Minggu, 07 Desember 2014

kritik untuk kepemimpinan jokowi I

saya memilih jokowi jk untuk memimpin indonesia dengan segudang expektasi. mungkin karena dia berasal dari tempat berbeda, yang saya sebut dari duniaku. dunia manusia biasa, dengan darah yang merah mengalir dalam tubuh dan tak ada turunan genetika dalam garis kebangsawanan.
saya sangat anti terhadap penindasan konyol yang telah saya telah tulis di lembaran sebelumnya. betapa sakitnya hati ini bila mendengar berita tentang ketidak berdayaan kaum miskin yang tidak dirangkul leh negara. saya sedih melihat si miskin yang ditolak berobat oleh rumahsakit, saya sedih melihat anak anak yang harus menantang maut ketika hendak pergi bersekolah. karena itu nyata, dan ada dihadapanku, dan yang terburuk dari itu semua adalah karena saya tidak mampu melakukan apa-apa selain menulis.
dan aku labuhkan harapanku pada mereka, tapi hari demi hari yang terjadi hanyalah demonstrasi yang berujung maut, pembagian dan psks yang jatuh korban dan tidak tepat sasaran. ini sama saja dengan zaman presiden yang lalu.
saya tidak berharap abrakadabra, tapi saya harapkan sistem yang terbangun dari sedetail mungkin, agar kaum yang tersakiti itu berkurang jumlahnya. bukan nyawa terbuang sia-sia, atau mengenaskan.
belum lagi ada seorang menteri wanita yang awalnya aku kagumi, malah sibuk tiap malam diwawancara televisi, lalu kapan kerjanya kalau mau meladeni pers, pers, dan pers.yang nonton berita itu berapa sih? tapi yang mau diselamatkan itu berapa?
belum lagi menguatnya dollar amerika sampai menyentuh level tertinggi dalam 6 tahun terakhir, seperti pukulan telak.
saya menagih janji jokowi yang hendak membangun sistem. ituah yang belum terlihat jelas.yang saya lihat dan rasakan hanyalah kelanjutan kerja kabinet indonesia bersatu. yang menjadi pembeda di kabinet kerja hanyalah baju putih dan munculnya srikandi susi pujiastuti, dia seperti xena the warrior princess yang datang dengan sangar menenggelamkan kapal-kapal pencuri ikan...
inilah kisahku tentangku tentang jokowi hingga tanggal 07 desember 2014, kiranya pemimpinkita ini benar benar membangun sistem yang mandiri dan tanpa intervensi seorang ibu dengan tahi lalat mencolok didagunya.

1 komentar:

  1. Di muka hakim kolonial, pada bagian penutup dari pleidoi ”Indonesia Menggugat” (1930), Soekarno bertutur: ”Kami menyerahkan segenap raga dengan serela-relanya kepada tanah air dan bangsa… Juga kami adalah berusaha ikut mengembalikan hak tanah air dan bangsa atau peri kehidupan yang merdeka.

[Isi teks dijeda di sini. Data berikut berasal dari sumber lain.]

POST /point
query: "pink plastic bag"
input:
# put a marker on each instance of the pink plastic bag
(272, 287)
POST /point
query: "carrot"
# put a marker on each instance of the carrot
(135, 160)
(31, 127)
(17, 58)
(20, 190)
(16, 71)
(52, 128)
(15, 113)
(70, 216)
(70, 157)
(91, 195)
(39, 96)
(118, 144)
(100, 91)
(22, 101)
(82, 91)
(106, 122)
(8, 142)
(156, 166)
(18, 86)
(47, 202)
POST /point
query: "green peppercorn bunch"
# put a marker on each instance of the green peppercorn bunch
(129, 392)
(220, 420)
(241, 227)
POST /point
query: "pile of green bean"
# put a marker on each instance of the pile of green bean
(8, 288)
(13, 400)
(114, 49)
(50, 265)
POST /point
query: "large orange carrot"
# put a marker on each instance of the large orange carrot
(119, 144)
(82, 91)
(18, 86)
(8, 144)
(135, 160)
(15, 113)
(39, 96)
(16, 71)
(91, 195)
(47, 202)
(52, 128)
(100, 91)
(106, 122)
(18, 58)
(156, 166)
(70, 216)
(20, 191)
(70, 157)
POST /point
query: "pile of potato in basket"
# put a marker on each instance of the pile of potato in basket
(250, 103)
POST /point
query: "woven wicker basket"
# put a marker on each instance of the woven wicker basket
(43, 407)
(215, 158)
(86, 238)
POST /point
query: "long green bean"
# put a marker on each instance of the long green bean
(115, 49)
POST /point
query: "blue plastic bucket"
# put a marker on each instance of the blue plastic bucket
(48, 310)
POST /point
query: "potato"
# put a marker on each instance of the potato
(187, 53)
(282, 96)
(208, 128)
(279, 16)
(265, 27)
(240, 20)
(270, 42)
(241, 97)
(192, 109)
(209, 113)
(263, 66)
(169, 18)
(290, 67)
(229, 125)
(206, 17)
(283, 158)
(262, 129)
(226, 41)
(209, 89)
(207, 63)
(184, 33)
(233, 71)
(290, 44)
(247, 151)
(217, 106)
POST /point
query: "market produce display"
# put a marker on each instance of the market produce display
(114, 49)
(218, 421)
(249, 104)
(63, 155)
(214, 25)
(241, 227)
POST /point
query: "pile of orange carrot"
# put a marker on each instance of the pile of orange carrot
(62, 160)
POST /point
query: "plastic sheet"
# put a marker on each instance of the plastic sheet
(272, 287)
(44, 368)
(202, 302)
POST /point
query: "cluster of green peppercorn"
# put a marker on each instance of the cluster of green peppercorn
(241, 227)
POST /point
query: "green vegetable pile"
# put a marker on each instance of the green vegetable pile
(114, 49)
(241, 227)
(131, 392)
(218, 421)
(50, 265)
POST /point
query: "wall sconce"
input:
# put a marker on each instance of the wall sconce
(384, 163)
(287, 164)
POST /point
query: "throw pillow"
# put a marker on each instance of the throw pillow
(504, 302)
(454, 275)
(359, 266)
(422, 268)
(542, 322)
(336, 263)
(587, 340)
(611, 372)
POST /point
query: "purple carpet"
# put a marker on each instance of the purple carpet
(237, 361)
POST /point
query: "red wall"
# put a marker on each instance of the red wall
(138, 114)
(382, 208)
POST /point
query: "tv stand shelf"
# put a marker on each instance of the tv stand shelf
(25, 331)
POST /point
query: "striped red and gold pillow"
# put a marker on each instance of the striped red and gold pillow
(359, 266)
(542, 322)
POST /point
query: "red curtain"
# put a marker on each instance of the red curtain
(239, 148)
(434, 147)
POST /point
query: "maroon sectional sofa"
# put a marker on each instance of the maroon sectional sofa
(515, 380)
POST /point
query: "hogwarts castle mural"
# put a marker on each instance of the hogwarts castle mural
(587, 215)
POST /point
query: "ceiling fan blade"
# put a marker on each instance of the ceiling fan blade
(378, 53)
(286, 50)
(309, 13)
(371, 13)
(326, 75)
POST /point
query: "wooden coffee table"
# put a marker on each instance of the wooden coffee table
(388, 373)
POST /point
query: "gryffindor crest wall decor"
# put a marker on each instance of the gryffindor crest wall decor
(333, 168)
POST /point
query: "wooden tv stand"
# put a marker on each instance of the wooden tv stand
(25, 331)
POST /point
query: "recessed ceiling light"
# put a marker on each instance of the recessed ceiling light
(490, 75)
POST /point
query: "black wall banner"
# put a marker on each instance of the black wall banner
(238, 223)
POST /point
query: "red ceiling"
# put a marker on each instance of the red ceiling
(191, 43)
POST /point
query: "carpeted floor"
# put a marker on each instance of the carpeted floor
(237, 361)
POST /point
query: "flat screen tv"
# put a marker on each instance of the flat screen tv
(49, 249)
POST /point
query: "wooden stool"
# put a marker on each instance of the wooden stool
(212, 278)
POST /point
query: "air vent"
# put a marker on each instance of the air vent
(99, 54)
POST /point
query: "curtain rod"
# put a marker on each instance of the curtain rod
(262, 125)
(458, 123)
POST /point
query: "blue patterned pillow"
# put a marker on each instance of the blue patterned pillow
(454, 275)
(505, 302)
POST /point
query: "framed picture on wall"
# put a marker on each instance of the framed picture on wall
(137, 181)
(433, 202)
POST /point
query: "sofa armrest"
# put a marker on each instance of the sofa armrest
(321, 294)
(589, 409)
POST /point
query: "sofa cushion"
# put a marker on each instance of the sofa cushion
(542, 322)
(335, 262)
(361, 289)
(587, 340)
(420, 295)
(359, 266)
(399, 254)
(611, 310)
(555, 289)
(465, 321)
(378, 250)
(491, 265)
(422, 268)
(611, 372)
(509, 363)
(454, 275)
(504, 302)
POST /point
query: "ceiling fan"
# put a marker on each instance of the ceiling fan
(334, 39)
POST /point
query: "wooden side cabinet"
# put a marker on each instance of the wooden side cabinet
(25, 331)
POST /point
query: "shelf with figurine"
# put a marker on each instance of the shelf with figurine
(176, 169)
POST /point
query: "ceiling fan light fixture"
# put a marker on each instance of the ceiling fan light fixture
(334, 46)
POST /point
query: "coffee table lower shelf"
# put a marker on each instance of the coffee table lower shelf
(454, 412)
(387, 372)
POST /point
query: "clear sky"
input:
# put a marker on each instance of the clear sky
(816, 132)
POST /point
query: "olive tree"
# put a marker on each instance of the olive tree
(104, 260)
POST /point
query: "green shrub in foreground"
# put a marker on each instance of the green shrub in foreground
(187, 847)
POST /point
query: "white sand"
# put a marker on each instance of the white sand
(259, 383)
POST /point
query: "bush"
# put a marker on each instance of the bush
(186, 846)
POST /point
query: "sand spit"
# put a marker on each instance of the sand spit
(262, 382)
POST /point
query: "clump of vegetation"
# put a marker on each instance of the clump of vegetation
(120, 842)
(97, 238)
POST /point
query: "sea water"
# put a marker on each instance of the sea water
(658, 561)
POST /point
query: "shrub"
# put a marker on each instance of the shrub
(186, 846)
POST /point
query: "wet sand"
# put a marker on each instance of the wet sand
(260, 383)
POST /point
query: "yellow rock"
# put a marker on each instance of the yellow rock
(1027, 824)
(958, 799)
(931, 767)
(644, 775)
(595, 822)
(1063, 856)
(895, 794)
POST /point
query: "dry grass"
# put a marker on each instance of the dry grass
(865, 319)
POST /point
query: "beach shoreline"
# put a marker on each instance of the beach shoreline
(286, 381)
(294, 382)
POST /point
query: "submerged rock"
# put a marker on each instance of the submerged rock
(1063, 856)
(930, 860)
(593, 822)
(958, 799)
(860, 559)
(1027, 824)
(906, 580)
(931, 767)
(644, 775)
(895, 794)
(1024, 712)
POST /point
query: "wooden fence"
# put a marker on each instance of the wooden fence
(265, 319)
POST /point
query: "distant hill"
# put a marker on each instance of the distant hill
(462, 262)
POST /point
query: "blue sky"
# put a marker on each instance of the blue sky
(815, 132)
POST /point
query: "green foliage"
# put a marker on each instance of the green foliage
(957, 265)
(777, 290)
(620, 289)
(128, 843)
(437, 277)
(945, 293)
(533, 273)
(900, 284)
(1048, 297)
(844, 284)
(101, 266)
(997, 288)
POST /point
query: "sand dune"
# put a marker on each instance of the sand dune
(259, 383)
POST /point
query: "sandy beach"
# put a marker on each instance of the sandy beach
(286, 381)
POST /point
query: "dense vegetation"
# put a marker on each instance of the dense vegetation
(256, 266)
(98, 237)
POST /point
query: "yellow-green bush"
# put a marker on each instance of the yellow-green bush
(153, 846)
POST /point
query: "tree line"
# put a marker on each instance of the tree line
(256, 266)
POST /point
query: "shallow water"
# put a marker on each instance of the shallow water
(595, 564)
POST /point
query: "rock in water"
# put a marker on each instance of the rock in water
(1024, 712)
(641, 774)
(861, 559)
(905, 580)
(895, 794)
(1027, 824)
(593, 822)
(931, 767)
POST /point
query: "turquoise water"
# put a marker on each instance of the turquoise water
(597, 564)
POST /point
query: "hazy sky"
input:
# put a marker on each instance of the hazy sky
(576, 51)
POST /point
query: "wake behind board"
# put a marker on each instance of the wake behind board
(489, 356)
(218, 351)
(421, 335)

Tiga ratus tahun, ya walau seribu tahun pun, tidaklah bisa menghilangkan hak negeri Indonesia dan rakyat Indonesia atas kemerdekaan itu.”

    Dengan pernyataan itu, Soekarno menambatkan perjuangan kemerdekaan Indonesia ke dalam jangkar “kebangsaan”. Suatu bangsa, menurut Ernest Renan, terbentuk karena dua hal: bersama-sama menjalani suatu riwayat dan mempunyai keinginan hidup menjadi satu.